Blood of Angels
Michael Marshall
416p. Jove. $7.99
ISBN: 0515140082
(Sepyember 2005)
Michael Marshall's (AKA Michael Marshall Smith) "Straw Men" trilogy falls into
the thriller category, but the books are so dark and disturbing they might also
be considered as contemporary horror. There's also a weird, if not supernatural,
vast-conspiracy-against-all-humanity theory that spooks them up somewhat. The
third of three (following The Straw Men and Upright Man), Blood of Angels
features ex-CIA operative Ward Hopkins, his now-girlfriend FBI agent Nina Baynam
and, eventually, ex-Los Angeles police detective John Zandt. They are fighting
the murderous Straw Men, an ancient brotherhood that feels humanity went haywire
with civilization and sees killing as many members of it as possible as its
duty. One of its most effective operatives is Paul, a twin who Ward never knew
existed until his parents were murdered back in book one. At the end of book
two, Paul was safely ensconced in prison, but springing a federal prisoner is
nothing for the Straw Men. On the east coast, a deceptively mild-mannered
Florida tourist photographer is set on a shady mission by the man he thinks of
as the Forward Thinking Boy (Paul, of course). Across the country, So-Cal rich
kid drug-dealer Lee John Hudek is drawn into bigger and more deadly things than
supplying pills for his pointless peers. Ward and Nina's rural respite in the
Pacific Norwest comes to an end when Nina is pulled back into FBI work to
investigate a possible female serial killer in Virginia. The three story lines
are braided into a quick-burning fuse of a standalone novel that's nearly
impossible to stop reading. Marshall's fluid writing is several notches higher
than that of the average thriller and there's more than sheer entertainment
here, too. The novel is, to some extent, a meditation on the meaning of death
and, more obviously, cannot help but consider a world where organizations of
killers who delight in death and destruction are not fiction. The first of this
trilogy was praised by Stephen King as a "masterpiece"; this one may be even
better. (CFQ Vol. 37, Issue #8)
• • •
Note: The first two books of the series are The Straw Men (2002) and The Upright Man (2004)

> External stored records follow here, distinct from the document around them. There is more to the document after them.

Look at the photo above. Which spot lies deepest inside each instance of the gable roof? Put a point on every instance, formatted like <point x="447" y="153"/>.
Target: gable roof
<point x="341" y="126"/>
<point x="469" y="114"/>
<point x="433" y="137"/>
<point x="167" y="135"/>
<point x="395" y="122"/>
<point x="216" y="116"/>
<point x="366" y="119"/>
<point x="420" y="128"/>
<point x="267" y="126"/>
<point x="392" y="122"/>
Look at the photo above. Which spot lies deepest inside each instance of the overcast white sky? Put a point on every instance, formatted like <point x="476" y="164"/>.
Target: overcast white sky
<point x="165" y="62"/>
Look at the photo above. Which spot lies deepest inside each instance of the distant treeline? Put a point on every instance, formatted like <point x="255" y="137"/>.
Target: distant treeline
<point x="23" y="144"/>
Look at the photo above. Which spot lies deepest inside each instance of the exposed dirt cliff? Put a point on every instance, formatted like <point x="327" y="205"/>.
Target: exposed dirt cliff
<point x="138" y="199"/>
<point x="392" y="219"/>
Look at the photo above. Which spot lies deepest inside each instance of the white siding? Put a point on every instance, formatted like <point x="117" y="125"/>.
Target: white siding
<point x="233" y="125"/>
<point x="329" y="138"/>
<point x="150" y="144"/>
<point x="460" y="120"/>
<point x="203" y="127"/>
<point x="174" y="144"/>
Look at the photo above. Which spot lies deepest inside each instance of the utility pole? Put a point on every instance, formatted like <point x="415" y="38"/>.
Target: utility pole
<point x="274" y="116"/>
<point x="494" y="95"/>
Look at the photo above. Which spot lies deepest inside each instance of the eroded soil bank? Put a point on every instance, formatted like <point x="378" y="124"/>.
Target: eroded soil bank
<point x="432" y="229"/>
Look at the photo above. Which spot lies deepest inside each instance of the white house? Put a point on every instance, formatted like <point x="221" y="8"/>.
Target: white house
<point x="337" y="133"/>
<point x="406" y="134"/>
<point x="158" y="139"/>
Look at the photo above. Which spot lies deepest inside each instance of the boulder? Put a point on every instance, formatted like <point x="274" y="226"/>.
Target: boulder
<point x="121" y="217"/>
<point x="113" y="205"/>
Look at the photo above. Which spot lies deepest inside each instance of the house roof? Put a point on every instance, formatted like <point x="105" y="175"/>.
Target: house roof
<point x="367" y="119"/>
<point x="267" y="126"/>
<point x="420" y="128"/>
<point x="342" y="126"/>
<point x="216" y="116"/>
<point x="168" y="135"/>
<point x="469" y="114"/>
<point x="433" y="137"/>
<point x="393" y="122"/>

(known as The Lonely Dead in the UK). As Michael Marshal Smith, the author's works include the
collection More Tomorrow and Other Stories (2003), and novels
One of Us (1998), Spares
(1996), and Only Forward (1995). In addition to the reviews of More Tomorrow and Other Stories
and Spares there is also an interview with Michael Marshall Smith on the DarkEcho site.